Social Media & Politik

  • Truth Social startet Beta: Bislang haben wir uns aus der Berichterstattung um das Social-Media-Angebot von Donald Trump rausgehalten. Da die App nun aber tatsächlich offiziell in ein Beta-Stadium mit ein paar Hundert Test-Nutzern (Reuters) überführt wird, werden wir uns in den kommenden Wochen damit wohl doch etwas ausführlicher auseinandersetzen müssen.
  • Immer mehr Behörden nutzen Mastodon: Wo wir gerade bei alternativen Social-Media-Angeboten sind: Kollege Markus Reuter berichtet bei netzpolitik, dass immer mehr Behörden Mastodon für die Kommunikation nutzen. Das ist insofern interessant, als dass sich Mastodon zwar unter Datenschutz-Nerds, Hackern und Gamern durchaus größerer Beliebtheit erfreut. Die Plattform an sich aber noch lange nicht im Mainstream angekommen ist. Dass jetzt ausgerechnet Behörden ein Treiber sein könnten, hatten wir nicht erwartet.
  • Mark Zuckerberg möchte endlich raus aus der Schusslinie: Seit gut einem halben Jahr wissen wir, dass Mark Zuckerberg wirklich keinen Bock mehr hat, immer seinen Kopf für alles hinzuhalten, was bei Meta schief läuft. Er möchte lieber als cooler Macher gesehen werden (New York Times) – und nicht als unnahbarer, wenig empathischer Computer-Milliardär. Um diesen Plan zu realisieren, wird Facebooks Außenminister Nick Clegg auf einen neuen Posten gehoben. Der ehemalige, stellvertretende Premierminister des Vereinigten Königreichs arbeitet bereits seit 2018 bei Facebook, um dem Unternehmen in Sachen Kommunikation auf die Sprünge zu helfen. Künftig kümmert sich Clegg um alles, was mit Politik bei Meta zu tun hat (Spiegel). Mark Zuckerberg kann sich dann endlich wieder mehr um Produkte kümmern…
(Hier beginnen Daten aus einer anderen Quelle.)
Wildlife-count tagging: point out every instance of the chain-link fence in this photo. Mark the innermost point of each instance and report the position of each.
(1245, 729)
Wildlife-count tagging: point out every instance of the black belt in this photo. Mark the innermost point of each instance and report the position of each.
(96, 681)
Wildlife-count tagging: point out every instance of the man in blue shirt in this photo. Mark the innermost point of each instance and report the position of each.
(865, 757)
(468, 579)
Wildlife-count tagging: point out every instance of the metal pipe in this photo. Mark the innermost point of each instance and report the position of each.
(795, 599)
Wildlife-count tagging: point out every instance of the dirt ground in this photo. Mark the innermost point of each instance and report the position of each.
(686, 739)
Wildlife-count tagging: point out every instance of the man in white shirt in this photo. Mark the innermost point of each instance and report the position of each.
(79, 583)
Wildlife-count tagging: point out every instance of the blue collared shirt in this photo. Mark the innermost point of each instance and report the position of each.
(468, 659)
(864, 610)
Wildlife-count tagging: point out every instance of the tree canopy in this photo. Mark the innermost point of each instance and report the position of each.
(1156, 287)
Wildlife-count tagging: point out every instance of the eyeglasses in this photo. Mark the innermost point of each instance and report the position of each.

Kampf gegen Hass und Desinformation

  • YouTube möchte mehr tun: Anstatt eine Palette an neuen Features im Kampf gegen Desinformation vorzustellen, hat das Unternehmen in einem Blogpost verschiedene Ideen skizziert, was sie tun könnten. Normalerweise sind Unternehmen dieser Größenordnung nicht gerade berühmt dafür, zunächst öffentlich in den Dialog zu treten, bevor sie neue Dinge implementieren. Wir hatten noch keine Chance, uns näher mit den Vorschlägen auseinanderzusetzen. Gern schauen wir uns das aber in den kommenden Wochen genauer an.
  • Twitter: Kennzeichnung für Bots: Twitter führt nun offiziell die Option ein, Bots zu kennzeichnen (Heise). Die Idee dahinter: Gute Bots sollen sich schneller von anderen unterscheiden lassen.

Follow the money

  • Spotifys Deal mit Joe Rogan soll dem umstrittenen Podcast-Host nicht nur die bereits im Vorfeld kolportierte Summe von 100 Millionen Dollar sondern satte 200 Millionen eingebracht haben. Das jedenfalls berichtet die New York Times in einem spannenden Artikel über Spotifys Podcast-Ambitionen.

Neue Features bei den Plattformen

YouTube

Twitter

Snapchat

  • Zusammenarbeit mit Ticketmaster: Snapchats Karten-Feature Snap Map ist ja durchaus ein Alleinstellungsmerkmal der App. Um die Stellung weiter zu halten, wird das Feature jetzt mit einer neuen Funktion versehen. Snap-Nutzerïnnen können künftig über die Kartenfunktion Veranstaltungen in ihrer Nähe entdecken und direkt Tickets buchen (Techcrunch).
  • Nutzernamen ändern: Userïnnen können jetzt bei Snapchat ihre Nutzernamen ändern (Techcrunch).

Substack

  • Größere Bilder, Podcasts auf Twitter, E-Mail-Previews: Substack ist zwar nicht unsere Newsletter-Plattform der Wahl, sehr wohl liefert das Unternehmen aber kontinuierlich nützliche, neue Features. Ganz frisch hat Substack drei neue Tools angekündigt: die Möglichkeit, größere Bilder in Posts einzufügen, Podcasts direkt auf Twitter abspielen zu können, sowie die Option, ein Preview des zu verschickenden Newsletters zu nutzen. Alles kein Hexenwerk und von anderen Plattform bereits erprobt. Trotzdem schön zu sehen, wie sich Substack entwickelt.